While the orangutan lineage was evolving in Asia, the primates that led to the modern-day African great apes and humans were still in Africa. Fossil evidence of ancestral gorillas, chimpanzees, and bonobos is sparse, due to the acidity of rainforest soil, which tends to dissolve bones, but fossils of early humans found in open savannahs and genetic mapping of the human and non-human ape genome offer a clearer picture of how the other great apes evolved.
The line that descended to modern-day gorillas is believed to have diverted from the line that chimpanzees and humans followed around 8 million years ago, with the chimpanzee lineage diverting from the human lineage at around 4 million years ago. The line that led to modern-day bonobos probably split from the chimpanzee line around 2.5 million years ago (Palmer, 2010). However, some scientists date the split between the human and chimpanzee lineages at around 7 million years, based on Kenyan fossils named Orrorin from about 6 million years ago that have distinctly human characteristics (Senut et. al., 2001).
The human (hominin) fossil collection is reasonably large, and although there is debate about the exact route the lineage from ancestral apes to humans took, the evolution from a quadruped covered in fur to the hairless bipedal ape we are today is well documented. Homo Sapiens emerged in Africa around 200,000 years ago, and spread throughout the rest of the world between 80,000-60,000 years ago (Palmer, 2010; Lockwood, 2007).
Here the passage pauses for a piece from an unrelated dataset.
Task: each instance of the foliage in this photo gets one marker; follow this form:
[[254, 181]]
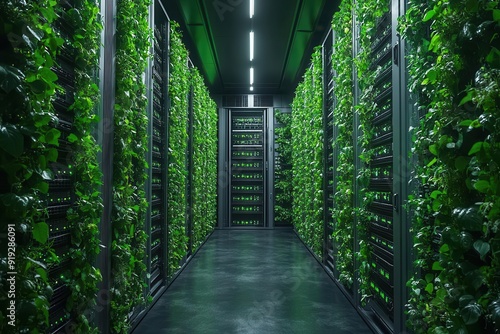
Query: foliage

Begun, D.R. (2004). Sivapithecus is east, and Dryopithecus is west, and never the twain shall meet. Anthropological Science, 113, pp. 53-64.
Dawkins, R. (2004). The Ancestor’s Tale. Houghton Miffin, UK.
Fleagle, J.G. (1999). Primate Adaptation and Evolution- Second Edition. Elsevier Academic Press, USA.
Galdikas, B. (1999). Orangutan Odyssey. Harry N. Abrams, USA.
Lockwood, C. (2007). The Human Story. Natural History Museum, London, UK.
Palmer, D. (1999). The Marshall Illustrated Encyclopedia of Dinosaurs and Prehistoric Animals. Marshall Editions, UK.
Palmer, D. (2010). Origins- Human Evolution Revealed. Octopus Publishing Group Ltd, UK.
Redmond, I. (2008). The Primate Family Tree. Firefly Books Ltd, UK.
Senut, B., Pickford, M., Gommery, D., Mein, P., Cheboi, K. & Coppens, Y. (2001). First Hominid from the Miocene. Earth and Planetary Sciences, 332, pp. 137-144.